Tomer: It’s analogous to what would you rather use to keep your documents here, will you put them on FTP server or you put them in a network of that storage? I mean it’s obviously a lot easier when you don’t have to use a tool to get data in and out. And then there is the HBase API, because that’s the standard interface in Hadoop for tables. So we expose that and that’s the way you basically read and write the behaviors.
Tomer: So that’s kind of the overall, we add our management innovation as well. So this is management, we call this our MapR Control System. That’s kind of what it is, and the nice thing here is that there is so much innovation happening here at this layer as well, so you’ll get projects like Spark and Shark and MLlib and YARN and Hive and Pig, and I could go on and on with all these different projects that are either in the distribution or coming this year as fully supported projects in our distribution. And then we add our own innovation that provides value beyond what you’re able to get. And actually broadens the use cases that are possible with this platform.
Stefan: So my understanding too is that the MapR filesystem, you guys completely rewrote also in a different language than the Hadoop distributed filesystem. And I think you guys had some DNA there, so it’s not the first filesystem that your core engineers wrote. [23:12]

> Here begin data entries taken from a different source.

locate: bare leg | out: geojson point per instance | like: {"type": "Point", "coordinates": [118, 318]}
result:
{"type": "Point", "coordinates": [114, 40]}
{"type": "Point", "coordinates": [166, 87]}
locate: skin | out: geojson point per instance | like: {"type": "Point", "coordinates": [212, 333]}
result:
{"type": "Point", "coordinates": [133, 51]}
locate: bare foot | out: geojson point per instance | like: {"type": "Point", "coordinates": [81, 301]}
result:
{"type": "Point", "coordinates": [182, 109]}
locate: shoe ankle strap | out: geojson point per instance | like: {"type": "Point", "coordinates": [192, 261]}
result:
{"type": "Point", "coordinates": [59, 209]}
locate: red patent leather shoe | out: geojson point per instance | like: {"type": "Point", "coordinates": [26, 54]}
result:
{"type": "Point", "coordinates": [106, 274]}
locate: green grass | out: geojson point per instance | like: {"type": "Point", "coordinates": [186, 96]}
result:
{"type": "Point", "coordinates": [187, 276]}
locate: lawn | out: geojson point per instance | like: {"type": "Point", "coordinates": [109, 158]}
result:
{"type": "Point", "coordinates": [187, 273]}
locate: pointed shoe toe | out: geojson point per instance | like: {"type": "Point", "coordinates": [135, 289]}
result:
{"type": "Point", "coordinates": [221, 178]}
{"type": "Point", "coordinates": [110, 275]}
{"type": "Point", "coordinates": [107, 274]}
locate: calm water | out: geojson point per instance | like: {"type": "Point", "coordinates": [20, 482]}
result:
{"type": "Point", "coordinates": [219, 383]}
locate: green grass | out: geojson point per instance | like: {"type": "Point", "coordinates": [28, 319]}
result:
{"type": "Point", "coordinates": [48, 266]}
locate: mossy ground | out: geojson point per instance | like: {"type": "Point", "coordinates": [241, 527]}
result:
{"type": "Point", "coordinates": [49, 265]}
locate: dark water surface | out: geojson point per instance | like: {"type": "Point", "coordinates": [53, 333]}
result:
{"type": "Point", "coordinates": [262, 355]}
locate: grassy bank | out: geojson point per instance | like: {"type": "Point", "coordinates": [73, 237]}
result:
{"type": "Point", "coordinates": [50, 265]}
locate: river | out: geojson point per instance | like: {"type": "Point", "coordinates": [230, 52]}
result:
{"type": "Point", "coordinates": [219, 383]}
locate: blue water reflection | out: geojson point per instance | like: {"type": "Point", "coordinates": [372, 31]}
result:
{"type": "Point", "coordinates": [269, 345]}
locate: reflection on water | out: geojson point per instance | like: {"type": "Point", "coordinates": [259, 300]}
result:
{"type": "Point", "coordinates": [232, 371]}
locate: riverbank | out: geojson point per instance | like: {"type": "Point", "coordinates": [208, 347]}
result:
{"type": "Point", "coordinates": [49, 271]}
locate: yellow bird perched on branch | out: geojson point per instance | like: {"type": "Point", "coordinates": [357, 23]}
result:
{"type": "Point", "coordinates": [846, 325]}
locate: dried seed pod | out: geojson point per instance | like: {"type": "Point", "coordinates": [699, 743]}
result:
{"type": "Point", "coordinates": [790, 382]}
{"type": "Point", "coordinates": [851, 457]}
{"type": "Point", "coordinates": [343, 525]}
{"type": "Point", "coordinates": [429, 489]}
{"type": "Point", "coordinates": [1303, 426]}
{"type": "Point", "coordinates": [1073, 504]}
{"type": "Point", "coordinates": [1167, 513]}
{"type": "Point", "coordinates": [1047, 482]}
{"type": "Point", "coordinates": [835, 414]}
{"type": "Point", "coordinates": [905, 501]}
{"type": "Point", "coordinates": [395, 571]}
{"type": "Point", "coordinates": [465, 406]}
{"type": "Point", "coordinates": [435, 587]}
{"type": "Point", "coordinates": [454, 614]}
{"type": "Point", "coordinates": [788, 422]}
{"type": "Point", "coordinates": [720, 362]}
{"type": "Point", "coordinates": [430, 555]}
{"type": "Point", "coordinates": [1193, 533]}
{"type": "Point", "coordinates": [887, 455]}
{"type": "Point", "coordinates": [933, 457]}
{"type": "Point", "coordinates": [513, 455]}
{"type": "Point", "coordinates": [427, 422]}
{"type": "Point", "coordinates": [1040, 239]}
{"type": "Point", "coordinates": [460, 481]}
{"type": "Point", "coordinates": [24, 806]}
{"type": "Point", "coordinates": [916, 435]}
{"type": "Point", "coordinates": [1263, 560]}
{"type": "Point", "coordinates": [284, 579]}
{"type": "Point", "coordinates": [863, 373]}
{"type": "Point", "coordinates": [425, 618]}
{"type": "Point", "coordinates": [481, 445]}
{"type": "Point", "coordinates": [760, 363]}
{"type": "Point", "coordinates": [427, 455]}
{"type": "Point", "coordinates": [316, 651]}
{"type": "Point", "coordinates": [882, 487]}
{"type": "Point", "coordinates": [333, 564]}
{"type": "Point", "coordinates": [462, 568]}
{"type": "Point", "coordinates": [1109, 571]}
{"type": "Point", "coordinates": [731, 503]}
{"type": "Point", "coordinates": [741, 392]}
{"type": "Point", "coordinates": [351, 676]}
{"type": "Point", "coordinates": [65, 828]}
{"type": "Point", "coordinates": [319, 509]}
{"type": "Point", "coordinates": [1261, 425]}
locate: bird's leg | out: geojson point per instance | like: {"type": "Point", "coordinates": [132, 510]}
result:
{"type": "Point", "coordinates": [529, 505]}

Tomer: That’s one of the things we’ve done. So I think we spend over, we invest over 50% of our engineering at this layer, but we’ve certainly done a lot of innovation here, and very early on too. And M.C. Srivas, our CTO and co-founder, he actually came from Google where he was – he was on the Google Search and BigTable teams, driving that from within Google. And Google as we all know is ahead of the game here when it comes to Big Data. So he had that experience of running MapR using Big Data at scale, the best place possible. And then before that he was at Spinnaker Networks, which was acquired by Net App, and they are clustered filesystem.
Tomer: But yeah, this combination is really what we are excited about in terms of expanding the use cases that are possible with Hadoop.
Stefan: I will have a little bit more hummus here, and a drink and we’ll have a little break from Big Data & Brews. See you guys soon.